Now let's run the experiment with our defined evaluators.

In [None]:
console.log('Running initial experiment...');

// Pass dataset directly as the array of examples
const experiment = await runExperiment({
  client,
  experimentName: "initial-experiment",
  dataset: {
    datasetId,
  },
  task,
  evaluators: [jaccardSimilarity, accuracy],
  logger: console,
});

console.log('Initial experiment completed with ID:', experiment.id);

await Deno.jupyter.md`
### Initial experiment results

Experiment ID: \`${experiment.id}\`
`

## Running Additional Evaluators

Let's run more evaluators on the same experiment.

In [None]:
console.log('Running additional evaluators...');

const updatedExperiment = await runExperiment({
  client,
  experimentName: experiment.id, // Use the same experiment ID
  dataset: {
    datasetId,
  }, // Use the array of examples
  task: async () => "", // No-op task since we're just evaluating
  evaluators: [containsKeyword, conciseness],
  logger: console
});

console.log('Additional evaluations completed');
console.log('Experiment ID:', updatedExperiment.id);

await Deno.jupyter.md`
### Final experiment results

The experiment has been updated with additional evaluators.
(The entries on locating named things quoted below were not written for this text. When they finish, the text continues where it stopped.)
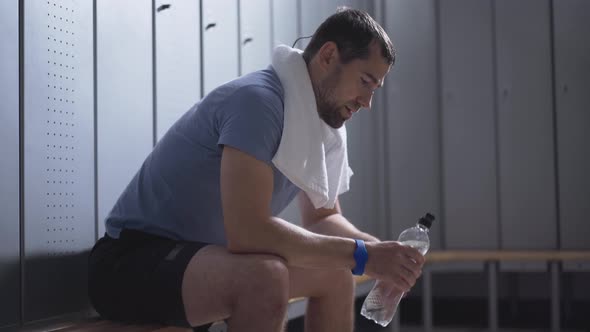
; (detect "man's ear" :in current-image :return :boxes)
[318,41,340,69]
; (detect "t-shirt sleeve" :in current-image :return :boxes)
[217,86,283,164]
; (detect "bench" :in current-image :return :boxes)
[412,250,590,332]
[23,276,372,332]
[19,250,590,332]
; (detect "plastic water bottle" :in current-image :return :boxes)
[361,213,434,327]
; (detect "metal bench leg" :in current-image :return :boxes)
[487,262,498,332]
[422,266,433,332]
[549,262,561,332]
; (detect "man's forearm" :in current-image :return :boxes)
[307,214,379,242]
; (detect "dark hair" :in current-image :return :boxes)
[303,7,395,65]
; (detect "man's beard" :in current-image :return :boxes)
[313,68,345,129]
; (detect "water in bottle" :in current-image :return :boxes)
[361,213,434,326]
View the complete results in the Phoenix UI:

http://localhost:6006

Experiment ID: \`${updatedExperiment.id}\`
`

## Conclusion

You've successfully:
1. Created a dataset with examples
2. Defined a task using the OpenAI API
3. Created multiple evaluators using both code-based and LLM-based approaches
4. Run an experiment and evaluated the results
5. Added additional evaluators to the experiment

You can now explore the results in the Phoenix UI and iterate on your experiments to improve performance.